Bloomberg News reported that the speech he will give to a joint session of Congress on Tuesday isn’t intended “to show any disrespect to President Obama or the esteemed office that he holds,” Netanyahu told the American Israel Public Affairs Committee in Washington on Monday. “I have great respect for both.”

The Israeli leader will use the congressional address to explain why he’s trying to sink a potential Iran nuclear deal in a direct challenge to President Barack Obama. Netanyahu accepted an invitation to speak from Republican House Speaker John Boehner without consulting the White House, exacerbating tensions between the American and Israeli leaders.

The speech to a joint session of Congress is not without controversy as the Obama administration is totally against the address as poisoning the atmosphere between the U.S. and the Jewish state.

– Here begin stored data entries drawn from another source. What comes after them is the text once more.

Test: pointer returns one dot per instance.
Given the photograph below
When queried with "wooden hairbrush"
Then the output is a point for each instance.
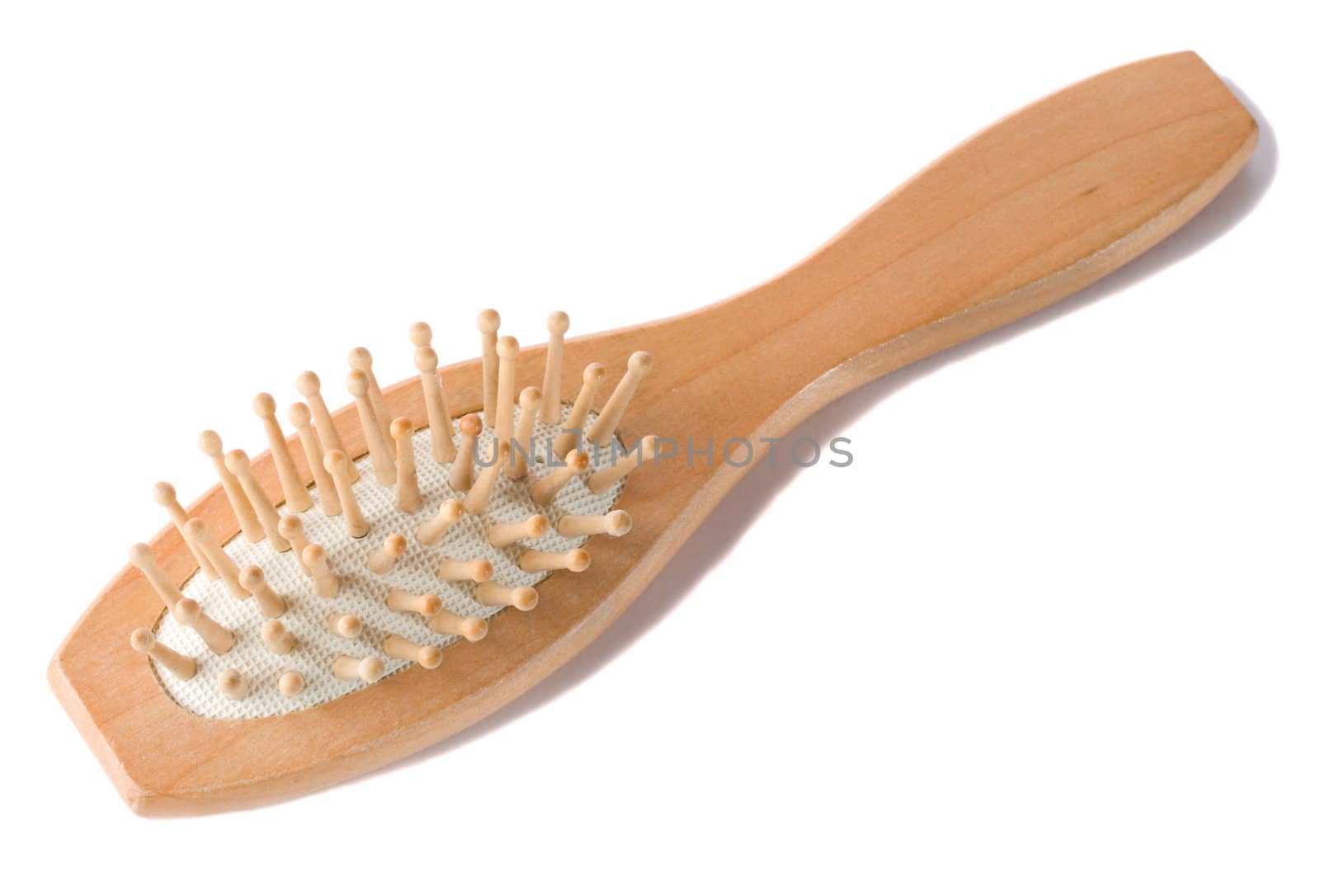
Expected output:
(389, 577)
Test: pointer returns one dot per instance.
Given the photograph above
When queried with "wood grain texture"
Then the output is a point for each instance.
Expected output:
(1026, 213)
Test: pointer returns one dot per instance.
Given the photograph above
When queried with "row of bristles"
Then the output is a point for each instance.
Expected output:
(393, 460)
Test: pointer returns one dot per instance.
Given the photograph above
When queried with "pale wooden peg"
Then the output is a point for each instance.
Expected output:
(309, 385)
(177, 664)
(164, 495)
(234, 685)
(528, 403)
(374, 428)
(479, 495)
(215, 636)
(543, 561)
(292, 682)
(400, 648)
(213, 448)
(606, 477)
(548, 486)
(437, 407)
(602, 431)
(493, 594)
(488, 323)
(367, 669)
(142, 557)
(224, 564)
(450, 623)
(572, 431)
(465, 570)
(431, 532)
(461, 474)
(502, 535)
(301, 418)
(400, 601)
(296, 495)
(552, 408)
(241, 466)
(276, 638)
(267, 601)
(420, 334)
(343, 625)
(507, 350)
(407, 493)
(615, 523)
(292, 531)
(384, 557)
(314, 561)
(360, 359)
(337, 465)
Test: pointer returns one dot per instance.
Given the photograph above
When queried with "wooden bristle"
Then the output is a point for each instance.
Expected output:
(374, 429)
(301, 418)
(541, 561)
(437, 405)
(615, 523)
(488, 325)
(494, 594)
(367, 669)
(142, 557)
(343, 625)
(606, 477)
(337, 465)
(296, 495)
(450, 623)
(552, 408)
(360, 359)
(213, 448)
(164, 493)
(431, 532)
(241, 466)
(407, 493)
(309, 385)
(461, 474)
(479, 495)
(276, 638)
(214, 635)
(602, 431)
(314, 561)
(400, 648)
(267, 601)
(224, 564)
(502, 535)
(400, 601)
(384, 557)
(521, 449)
(465, 570)
(571, 438)
(548, 486)
(177, 664)
(233, 684)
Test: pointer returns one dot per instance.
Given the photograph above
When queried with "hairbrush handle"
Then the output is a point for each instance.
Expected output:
(1030, 210)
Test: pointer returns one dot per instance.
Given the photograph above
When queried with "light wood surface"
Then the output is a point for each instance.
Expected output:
(1035, 207)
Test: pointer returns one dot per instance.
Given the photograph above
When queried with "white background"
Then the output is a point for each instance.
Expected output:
(1055, 630)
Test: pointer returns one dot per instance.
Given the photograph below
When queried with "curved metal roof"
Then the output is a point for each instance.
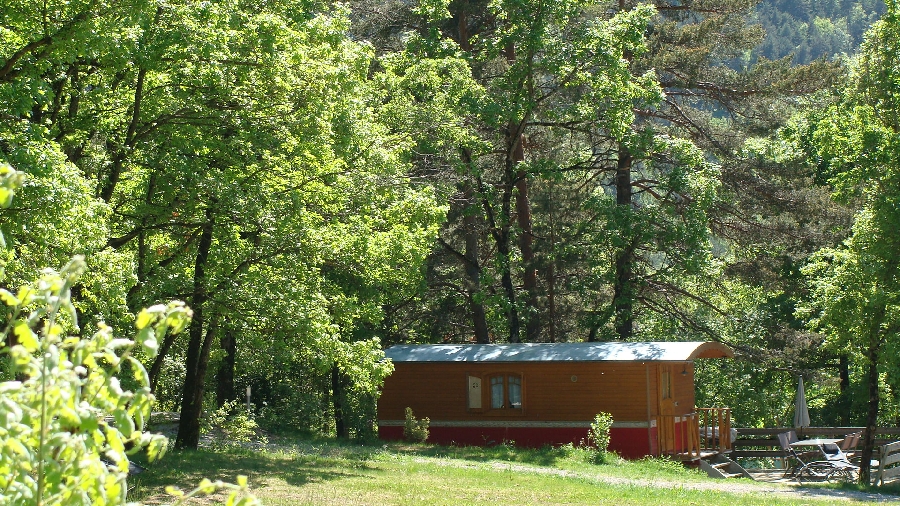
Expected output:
(554, 352)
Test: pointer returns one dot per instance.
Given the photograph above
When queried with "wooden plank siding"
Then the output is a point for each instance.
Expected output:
(551, 391)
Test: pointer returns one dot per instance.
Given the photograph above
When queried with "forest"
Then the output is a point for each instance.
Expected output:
(318, 181)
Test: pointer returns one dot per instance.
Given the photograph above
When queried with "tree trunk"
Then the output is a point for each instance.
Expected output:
(156, 367)
(623, 290)
(225, 375)
(865, 471)
(844, 384)
(192, 392)
(473, 266)
(337, 398)
(526, 246)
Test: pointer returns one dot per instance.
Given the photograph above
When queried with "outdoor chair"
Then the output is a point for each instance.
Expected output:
(849, 444)
(791, 455)
(835, 467)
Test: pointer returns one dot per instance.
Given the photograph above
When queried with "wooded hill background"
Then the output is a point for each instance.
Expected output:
(319, 181)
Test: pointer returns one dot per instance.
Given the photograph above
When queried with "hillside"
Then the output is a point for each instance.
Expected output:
(811, 29)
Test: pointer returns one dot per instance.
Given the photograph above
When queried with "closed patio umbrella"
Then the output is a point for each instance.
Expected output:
(801, 413)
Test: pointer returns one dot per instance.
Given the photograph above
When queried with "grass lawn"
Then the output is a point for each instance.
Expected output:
(330, 473)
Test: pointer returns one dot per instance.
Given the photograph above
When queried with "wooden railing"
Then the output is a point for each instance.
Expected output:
(715, 429)
(688, 436)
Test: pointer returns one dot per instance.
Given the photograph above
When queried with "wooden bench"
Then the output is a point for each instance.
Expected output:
(763, 443)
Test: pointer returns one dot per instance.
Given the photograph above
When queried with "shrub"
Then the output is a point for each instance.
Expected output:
(415, 430)
(232, 425)
(68, 422)
(598, 435)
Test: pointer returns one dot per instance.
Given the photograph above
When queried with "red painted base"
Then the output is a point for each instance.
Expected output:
(630, 443)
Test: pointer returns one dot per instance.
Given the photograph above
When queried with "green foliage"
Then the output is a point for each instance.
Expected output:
(68, 421)
(231, 425)
(598, 434)
(413, 429)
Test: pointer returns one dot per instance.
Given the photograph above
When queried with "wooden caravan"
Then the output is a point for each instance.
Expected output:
(548, 393)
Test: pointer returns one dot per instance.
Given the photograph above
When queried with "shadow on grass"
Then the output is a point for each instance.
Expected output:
(185, 469)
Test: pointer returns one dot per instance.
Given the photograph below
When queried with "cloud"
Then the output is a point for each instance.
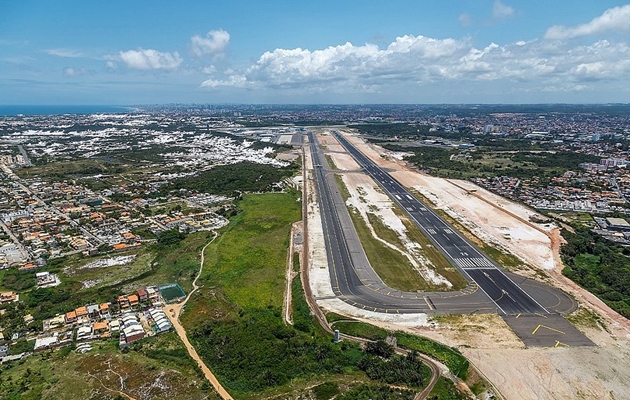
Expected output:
(213, 44)
(65, 53)
(465, 20)
(616, 19)
(149, 59)
(501, 11)
(417, 61)
(74, 72)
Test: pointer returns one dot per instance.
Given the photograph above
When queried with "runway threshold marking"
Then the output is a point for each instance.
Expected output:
(544, 326)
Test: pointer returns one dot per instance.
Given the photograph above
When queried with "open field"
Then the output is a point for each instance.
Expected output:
(235, 320)
(518, 373)
(155, 368)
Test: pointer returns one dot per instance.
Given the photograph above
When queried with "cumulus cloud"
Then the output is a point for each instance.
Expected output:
(149, 59)
(213, 44)
(65, 53)
(465, 20)
(74, 72)
(500, 10)
(616, 19)
(417, 61)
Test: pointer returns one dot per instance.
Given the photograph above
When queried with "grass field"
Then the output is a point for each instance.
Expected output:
(360, 329)
(156, 368)
(235, 319)
(249, 257)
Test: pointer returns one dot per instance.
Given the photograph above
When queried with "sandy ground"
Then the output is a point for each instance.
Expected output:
(518, 373)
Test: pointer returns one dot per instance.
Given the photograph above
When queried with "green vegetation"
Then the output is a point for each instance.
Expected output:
(383, 365)
(601, 267)
(232, 179)
(583, 317)
(12, 279)
(65, 374)
(452, 358)
(65, 169)
(381, 392)
(444, 389)
(248, 347)
(495, 157)
(360, 329)
(244, 341)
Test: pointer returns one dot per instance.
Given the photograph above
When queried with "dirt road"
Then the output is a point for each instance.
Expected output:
(173, 311)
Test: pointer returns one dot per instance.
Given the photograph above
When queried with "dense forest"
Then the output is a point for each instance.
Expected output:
(601, 267)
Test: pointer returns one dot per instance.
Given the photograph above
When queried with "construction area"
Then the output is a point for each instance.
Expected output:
(565, 368)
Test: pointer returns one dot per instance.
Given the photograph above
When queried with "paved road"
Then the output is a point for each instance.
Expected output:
(353, 279)
(490, 290)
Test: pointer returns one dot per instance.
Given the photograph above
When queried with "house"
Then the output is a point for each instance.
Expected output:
(84, 333)
(120, 247)
(46, 342)
(143, 295)
(162, 324)
(132, 329)
(71, 317)
(8, 297)
(54, 322)
(123, 302)
(101, 329)
(133, 300)
(82, 313)
(104, 310)
(114, 325)
(93, 311)
(28, 267)
(46, 279)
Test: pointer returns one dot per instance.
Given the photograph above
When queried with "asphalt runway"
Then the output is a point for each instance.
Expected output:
(507, 296)
(520, 301)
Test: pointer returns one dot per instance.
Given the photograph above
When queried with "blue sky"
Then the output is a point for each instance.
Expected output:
(354, 51)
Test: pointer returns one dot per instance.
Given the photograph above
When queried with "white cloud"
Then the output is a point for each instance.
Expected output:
(149, 59)
(416, 61)
(500, 10)
(74, 72)
(616, 19)
(213, 44)
(465, 20)
(65, 53)
(209, 70)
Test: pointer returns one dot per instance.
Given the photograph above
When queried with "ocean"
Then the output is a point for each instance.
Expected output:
(61, 109)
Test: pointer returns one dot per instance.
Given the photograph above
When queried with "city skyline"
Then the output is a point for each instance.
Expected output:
(324, 52)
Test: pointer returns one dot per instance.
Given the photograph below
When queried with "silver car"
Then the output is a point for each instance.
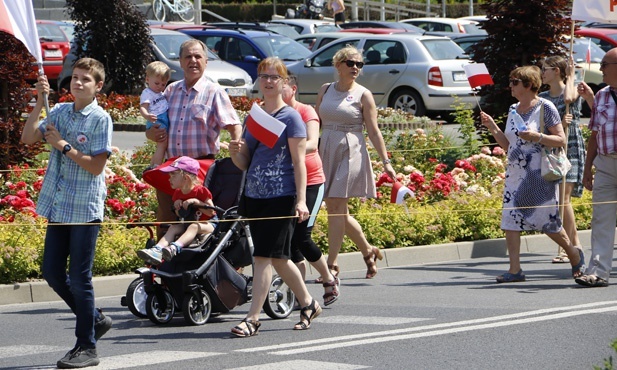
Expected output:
(415, 73)
(166, 48)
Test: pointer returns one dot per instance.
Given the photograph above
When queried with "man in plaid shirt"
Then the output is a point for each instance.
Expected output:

Real Clear Politics reported that when House Speaker John Boehner announced in January that Netanyahu would be addressing a joint session of Congress, though the White House had had not been informed of the invitation prior to the announcement. Since then, the impending speech has stirred the already-gaping partisan divide, heavy media scrutiny, questions over both the U.S.-Israeli relationship and that between Netanyahu and President Obama, and the debate over negotiations on Iran’s nuclear development program.

Continuing in its reporting Real Clear Politics wrote that Boehner’s announcement said he was “asking the Prime Minister to address Congress on the grave threats radical Islam and Iran pose to our security and way of life.” But by bypassing the administration he set off a storm of controversy. Four Democratic senators and one independent, along with more than two dozen House Democrats have said they won’t attend Netanyahu’s Tuesday speech, which comes amid negotiations between Iran and the P5 +1 group of world powers, and also just two weeks before Israelis decide whether to re-elect Netanyahu or choose a new prime minister.

Republicans have been openly critical of the negotiations being pursued by the administration and even some Democrats have begun to be critical of the way President Obama has conducted the talks with Iran.

In January, ten Democratic Senators wrote a letter of concern to President Obama over the way the nuclear negotiations with Iran have been proceeding and stated, “We remain deeply skeptical that Iran is committed to making the concessions required to demonstrate to the world that its nuclear program is exclusively peaceful by March 24 – the deadline agreed upon for a political framework agreement.  Considering Iran’s history in nuclear negotiations and after two extensions of the Joint Plan of Action, we are concerned that Iran is intentionally extending the negotiations to improve its leverage at the negotiating table.”

Both Republicans and Democrats are deeply concerned the president will allow Iran to keeps its nuclear program intact, at the same time have the sanctions lifted giving Iran’s beleaguered economy a boost. Then at some future time Iran will reconstitute its nuclear program and have the sanctions gone, plus be able to produce a nuclear weapon at Tehran’s time frame.

This also coincides with the International Atomic Energy Agency (IAEA) Director General Yukiya Amano who reported “The agency is not in a position to provide credible assurance about the absence of undeclared nuclear material and activities in Iran, and therefore to conclude that all nuclear material in Iran is in peaceful activities.”

This statement by the IAEA is a far different from the remarks by the administration who have stated Iran is cooperating.

We will have to wait and see how the negotiations play out and see what Israel and the region does.